APEC, security and the need to protest
30 August 2007
It would seem that the battle lines are drawn. On one side are thousands of highly trained police with batons, tazers and a brand spanking new water canon. On the other side are the people of Sydney. Hang on a minute. Isn’t there something wrong here? In an era of anti-terrorist hype, it is all too easy for beefcake politics to trample over democracy and for the issues to be obscured by hyperbole and shows of police strength.
When the laws are unjust or are destroying our future, and when official channels continue to fail, people of conscience have a responsibility to act. We have a responsibility to take to the streets to hold our elected decision makers accountable. Whether it be your State MP that is supporting a new coal fired power station, your Federal MP who is refusing to support renewable energy, or our PM who is trying to wreck the international framework for greenhouse gas reductions.
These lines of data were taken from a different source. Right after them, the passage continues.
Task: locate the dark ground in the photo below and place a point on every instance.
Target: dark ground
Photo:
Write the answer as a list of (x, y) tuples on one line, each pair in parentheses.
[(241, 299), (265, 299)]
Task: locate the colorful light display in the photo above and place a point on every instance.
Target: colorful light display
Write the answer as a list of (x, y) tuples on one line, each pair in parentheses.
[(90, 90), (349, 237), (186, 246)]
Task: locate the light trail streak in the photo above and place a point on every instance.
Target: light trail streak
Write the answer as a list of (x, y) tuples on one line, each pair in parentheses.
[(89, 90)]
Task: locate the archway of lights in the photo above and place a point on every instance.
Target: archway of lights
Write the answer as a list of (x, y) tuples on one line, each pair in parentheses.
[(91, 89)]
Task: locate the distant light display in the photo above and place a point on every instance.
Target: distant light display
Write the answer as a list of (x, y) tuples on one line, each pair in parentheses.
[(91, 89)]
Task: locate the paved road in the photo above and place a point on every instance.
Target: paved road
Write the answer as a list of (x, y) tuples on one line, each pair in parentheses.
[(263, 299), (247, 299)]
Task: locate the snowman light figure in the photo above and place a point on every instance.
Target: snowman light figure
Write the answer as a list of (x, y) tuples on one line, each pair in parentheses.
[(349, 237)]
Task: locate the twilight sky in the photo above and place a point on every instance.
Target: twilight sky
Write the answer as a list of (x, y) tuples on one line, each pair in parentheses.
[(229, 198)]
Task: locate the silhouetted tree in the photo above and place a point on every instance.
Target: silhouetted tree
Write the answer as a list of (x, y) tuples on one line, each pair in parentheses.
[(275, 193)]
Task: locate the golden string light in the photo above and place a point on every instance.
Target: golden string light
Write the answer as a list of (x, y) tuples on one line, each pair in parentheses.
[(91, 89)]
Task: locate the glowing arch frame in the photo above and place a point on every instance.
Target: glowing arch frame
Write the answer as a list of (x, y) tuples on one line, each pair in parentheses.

Peaceful direct action and civil disobedience are a fundamental part of our democracy. The reason we have weekends is because of labour movement protests. Women have the vote because the Suffragettes took to the streets. The anti-slavery movement, Gandhi, Martin Luther King and the civil rights movement all used civil disobedience to win fundamental freedoms that we now take for granted. Greenpeace has a 30 year commitment to peaceful direct action that has enabled us to confront environmental crime and shine the spotlight on a wide range of issues ranging from the bloody whale hunt to dumping nuclear waste at sea and illegal logging.
When your children ask you about climate change and about the future, can you honestly look them in the eye and tell them that it’ll be ok? And that you’re doing enough to protect their future?
Climate change is already resulting in more extreme weather events, displacing people from their homes, and is expected to cause massive problems of starvation, not to mention extinction. It’s time to move beyond the endless rhetoric and posturing of our political leaders. We need to massively cut greenhouse pollution and we need to start doing it now. Howard’s APEC agenda is basically to take us in the opposite direction by undermining the Kyoto process and pushing for non-binding, aspirational targets. In other words – more hot air and no action.
So amid the inevitable discussions about violence on the street, it’s important to remember the overwhelming moral imperative that is driving people to protest. And the serious violence that needs to be exposed is the violence on the people and the planet that will be unleashed if Howard succeeds in his attempt to use APEC to undermine Kyoto and climate change reaches tipping point.